The row surrounding the racial make-up of the Resolution South Africa men’s hockey team for August’s Olympic Games in Beijing has shown no signs of letting up at the time of writing.
Comments made in Parliament early November last year by Minister of Sport Makhenkesi Stofile and a few days later by President Thabo Mbeki clearly spelt out that the time for quotas in national sports teams was over.
At just about the same time, Tubby Reddy, the high performance manager of the SA Sports Confederation and Olympic Committee (Sascoc), asked SA women’s captain Marsha Marescia and SA men’s captain Bruce Jacobs how many players of colour would make the respective Olympic teams on merit.
Incidentally, both are players of colour, and their replies were five women and six men. A Sascoc letter of intent was then signed by the SA Hockey Association (Saha) agreeing to the following:
•Men: the final 16 in the men’s team will have at least six to eight players of colour selected on merit.
•Women: the final 16 in the women’s team will have at least five to eight players of colour selected on merit.
Saha president Dave Carr discussed this agreement with the respective coaches and selection convenors of the teams. This quartet addressed the Saha executive, where they indicated they would be able to select the teams with a minimum of six players of colour on merit.
Taking this into account, Saha’s executive ruled by a majority vote that a minimum of six in each side must be selected.

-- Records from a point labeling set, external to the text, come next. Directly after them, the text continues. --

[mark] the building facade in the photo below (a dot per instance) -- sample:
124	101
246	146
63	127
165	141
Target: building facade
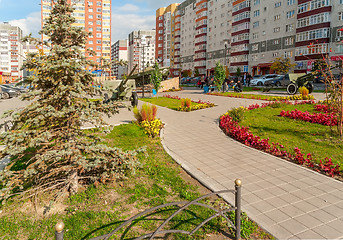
251	34
11	52
119	54
219	34
168	37
94	16
141	49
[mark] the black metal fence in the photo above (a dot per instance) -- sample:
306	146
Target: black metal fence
184	205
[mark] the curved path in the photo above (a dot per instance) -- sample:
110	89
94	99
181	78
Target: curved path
289	201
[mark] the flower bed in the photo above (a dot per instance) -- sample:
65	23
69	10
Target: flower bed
245	136
187	106
324	119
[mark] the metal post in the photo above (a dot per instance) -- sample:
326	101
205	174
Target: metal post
59	231
143	72
238	184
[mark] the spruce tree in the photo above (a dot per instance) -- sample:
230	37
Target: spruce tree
49	149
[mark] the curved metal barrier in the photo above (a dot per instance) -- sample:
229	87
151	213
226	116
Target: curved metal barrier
184	205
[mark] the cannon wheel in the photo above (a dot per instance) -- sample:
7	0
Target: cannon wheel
309	86
134	99
292	89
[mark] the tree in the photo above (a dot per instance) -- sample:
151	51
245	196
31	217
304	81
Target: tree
49	148
156	77
282	65
219	75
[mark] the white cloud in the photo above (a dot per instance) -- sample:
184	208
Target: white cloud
30	24
159	3
123	24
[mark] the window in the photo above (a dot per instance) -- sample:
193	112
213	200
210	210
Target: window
289	27
290	14
290	2
256	13
256	24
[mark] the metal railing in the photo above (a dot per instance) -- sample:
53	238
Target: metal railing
59	228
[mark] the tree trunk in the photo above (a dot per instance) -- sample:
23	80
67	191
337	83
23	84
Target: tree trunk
74	183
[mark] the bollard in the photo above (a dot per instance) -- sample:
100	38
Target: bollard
59	231
238	184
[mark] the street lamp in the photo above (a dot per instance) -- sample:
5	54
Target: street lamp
144	43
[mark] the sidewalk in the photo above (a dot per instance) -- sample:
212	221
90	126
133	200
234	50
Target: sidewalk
289	201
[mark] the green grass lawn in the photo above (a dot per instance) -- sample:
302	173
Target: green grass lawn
312	138
99	210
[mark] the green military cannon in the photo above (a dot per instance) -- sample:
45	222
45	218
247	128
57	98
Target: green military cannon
122	90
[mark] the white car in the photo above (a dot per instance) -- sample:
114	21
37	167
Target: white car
261	80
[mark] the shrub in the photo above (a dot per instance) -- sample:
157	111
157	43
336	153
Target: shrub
147	113
303	91
146	118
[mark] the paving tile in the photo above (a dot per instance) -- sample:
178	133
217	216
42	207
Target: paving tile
293	226
328	232
279	231
277	202
309	234
308	221
292	211
263	206
323	216
251	198
277	215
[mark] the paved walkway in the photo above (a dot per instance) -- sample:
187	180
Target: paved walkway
289	201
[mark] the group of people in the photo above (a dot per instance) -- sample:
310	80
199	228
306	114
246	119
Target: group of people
238	83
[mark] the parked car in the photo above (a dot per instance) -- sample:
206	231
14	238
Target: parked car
17	88
281	80
8	92
261	80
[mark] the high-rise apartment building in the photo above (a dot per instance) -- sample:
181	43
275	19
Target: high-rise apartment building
119	53
94	16
167	31
219	34
141	51
251	34
11	51
187	36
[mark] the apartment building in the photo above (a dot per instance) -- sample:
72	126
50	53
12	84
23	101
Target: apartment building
219	27
11	51
187	34
167	30
141	50
94	16
119	52
250	34
272	33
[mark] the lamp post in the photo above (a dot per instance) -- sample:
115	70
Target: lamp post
144	44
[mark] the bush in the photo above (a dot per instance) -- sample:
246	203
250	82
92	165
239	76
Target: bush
303	91
146	118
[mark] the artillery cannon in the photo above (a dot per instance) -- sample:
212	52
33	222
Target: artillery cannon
122	90
299	80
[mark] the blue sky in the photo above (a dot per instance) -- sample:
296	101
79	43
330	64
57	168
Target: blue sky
127	15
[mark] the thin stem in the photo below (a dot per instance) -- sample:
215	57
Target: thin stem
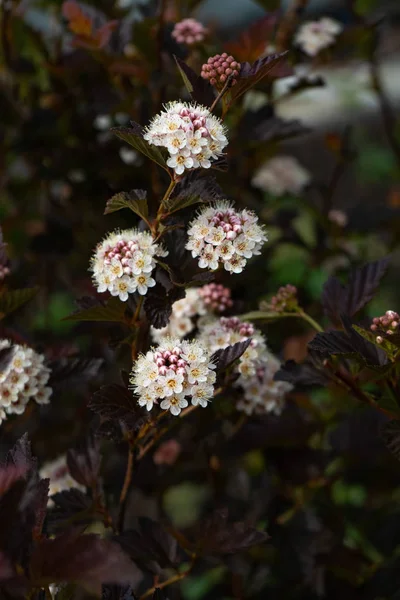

Consequently, Saha received a letter from a concerned hockey group (CHG) within the country that they were not pleased and stated Saha had violated its own transformation policy, which requires a 50-50 split (eight players of colour and eight whites) for the Olympics. To test the sentiment expressed by CHG, Saha sent a letter to its council — the provincial bodies — letting them know of the executive decision and pledging to hold a special council meeting to discuss the “minimum six” issue if they were not in favour of it. Responding provinces were unanimously in favour of “minimum six”.
Thwarted, the CHG took their grievance to Members of Parliament. Carr and certain members of the Saha executive were hauled before, and grilled by, Parliament’s Sports Portfolio Committee under loose-lipped chairman Butana Komphela in Cape Town last week — and the result was that the older brother of 2007 AmaGluglug (SA U23) soccer coach Steve Komphela said he would ask Stofile to force the hockey teams to be split 50-50.
This flies in the face of everything said in Parliament six months ago by Stofile and Mbeki, and the memorandum of understanding between SA Olympic governing body Sascoc and Saha. It also flouts the Olympic Charter and the statutes of hockey’s world governing body the FIH and the South African Constitution.
Pre-Rugby World Cup 2007, Komphela threatened to prevent the selected Springbok team from going to France unless there were more non-whites in the team. He was laughed out of town. In an elegant opinion piece in Thursday’s Witness, Professor of applied ethics Martin Prozesky laid out the perils of Komphela’s hockey argument.
One can almost picture the country’s top legal minds waiting for the phone call from an enraged parent or player that will grant them licence to unleash the dogs of litigious war on Komphela and company.